The low end problem.

Tom Hogan has an ongoing discussion on Nikon and its problems. He notes that they probably make best of class Digital SLRs (particularly the D5 and D500) and their lenses are brilliant. But… they have lost the low end. No one buys small compact cameras.

Because we carry one. Consider this photo.

It was taken with my cellphone (Sony Xperia Z5) which has a 22 MP two thirds sensor camera with a reasonable sony lens: the photo was automatically loaded to google photos as a jpeg. I saw the scene, stopped, and took some shots. This one was processed in google photos.

The workflow here matters. I save the photos as raw and jpegs and export the jpegs. But I hardly ever, for casual shooting, look at the raw. I cannot adjust and expose for shadows as I can with a film or digital camera. If I had a DSLR, mirrorless or film camera with me I would have used them… but I was driving home after the gym, and I don’t carry such in my gym bag.

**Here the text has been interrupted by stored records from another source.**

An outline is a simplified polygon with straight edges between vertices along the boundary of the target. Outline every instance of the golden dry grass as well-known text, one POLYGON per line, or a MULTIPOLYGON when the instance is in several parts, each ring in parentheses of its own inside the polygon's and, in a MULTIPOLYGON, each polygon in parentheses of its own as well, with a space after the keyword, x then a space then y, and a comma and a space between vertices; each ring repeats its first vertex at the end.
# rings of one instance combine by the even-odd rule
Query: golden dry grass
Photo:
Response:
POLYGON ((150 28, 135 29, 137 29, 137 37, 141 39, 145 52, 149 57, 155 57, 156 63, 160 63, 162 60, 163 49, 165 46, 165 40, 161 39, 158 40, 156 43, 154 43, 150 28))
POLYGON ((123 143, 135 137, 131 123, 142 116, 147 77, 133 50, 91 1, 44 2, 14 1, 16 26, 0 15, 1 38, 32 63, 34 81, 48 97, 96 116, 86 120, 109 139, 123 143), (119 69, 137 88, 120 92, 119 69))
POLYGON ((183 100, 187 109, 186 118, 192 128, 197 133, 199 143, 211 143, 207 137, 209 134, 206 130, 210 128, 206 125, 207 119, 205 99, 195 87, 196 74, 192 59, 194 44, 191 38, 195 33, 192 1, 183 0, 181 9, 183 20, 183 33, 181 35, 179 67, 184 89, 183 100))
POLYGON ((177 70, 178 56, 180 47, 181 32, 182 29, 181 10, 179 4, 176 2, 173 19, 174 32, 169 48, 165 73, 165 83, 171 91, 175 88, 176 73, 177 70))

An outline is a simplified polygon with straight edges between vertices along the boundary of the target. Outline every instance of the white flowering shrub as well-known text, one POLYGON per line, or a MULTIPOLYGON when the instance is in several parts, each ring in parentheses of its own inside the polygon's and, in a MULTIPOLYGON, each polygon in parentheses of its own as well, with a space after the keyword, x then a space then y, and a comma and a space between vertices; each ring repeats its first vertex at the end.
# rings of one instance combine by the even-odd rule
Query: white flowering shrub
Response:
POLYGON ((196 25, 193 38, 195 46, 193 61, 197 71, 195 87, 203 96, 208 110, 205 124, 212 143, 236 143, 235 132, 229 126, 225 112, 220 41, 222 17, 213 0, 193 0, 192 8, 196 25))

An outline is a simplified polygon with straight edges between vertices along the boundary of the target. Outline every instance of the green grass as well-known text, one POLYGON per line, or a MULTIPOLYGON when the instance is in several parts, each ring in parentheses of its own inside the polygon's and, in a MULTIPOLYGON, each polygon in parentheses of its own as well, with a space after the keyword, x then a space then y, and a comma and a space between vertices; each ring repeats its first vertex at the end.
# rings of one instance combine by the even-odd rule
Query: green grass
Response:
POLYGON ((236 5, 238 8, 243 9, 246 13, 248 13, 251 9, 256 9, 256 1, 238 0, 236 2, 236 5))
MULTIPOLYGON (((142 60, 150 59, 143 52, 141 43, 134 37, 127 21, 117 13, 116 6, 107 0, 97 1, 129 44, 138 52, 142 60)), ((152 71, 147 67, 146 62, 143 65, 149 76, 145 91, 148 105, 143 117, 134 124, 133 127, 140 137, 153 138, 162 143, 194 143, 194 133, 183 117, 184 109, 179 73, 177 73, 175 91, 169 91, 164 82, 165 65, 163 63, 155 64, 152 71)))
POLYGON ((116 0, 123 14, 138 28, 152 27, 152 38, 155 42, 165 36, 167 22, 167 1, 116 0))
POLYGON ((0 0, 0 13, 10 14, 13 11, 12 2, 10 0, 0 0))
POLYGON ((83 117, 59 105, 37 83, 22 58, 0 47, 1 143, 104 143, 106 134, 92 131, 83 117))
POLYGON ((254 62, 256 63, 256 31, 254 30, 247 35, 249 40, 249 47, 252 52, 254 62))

The good digital cameras have killed the small point and shoot Digital autofocus camera. And it is starting to leak into sports. Most of the crossfit videos that are uploaded (it is open season) are shot not with a video camera or Micro 4/3 or DSLR… but using a cellphone.

Even though the DSLR is better and a G4 or even a gopro would run rings around one. It is because uploading the files to judges via social media is seamless.

The best camera is the one you have with you. The best workflow is a simple one. Sony has this figured out at the low end, as does Apple, and Samsung. And Microsoft, and most generic Android phone makers.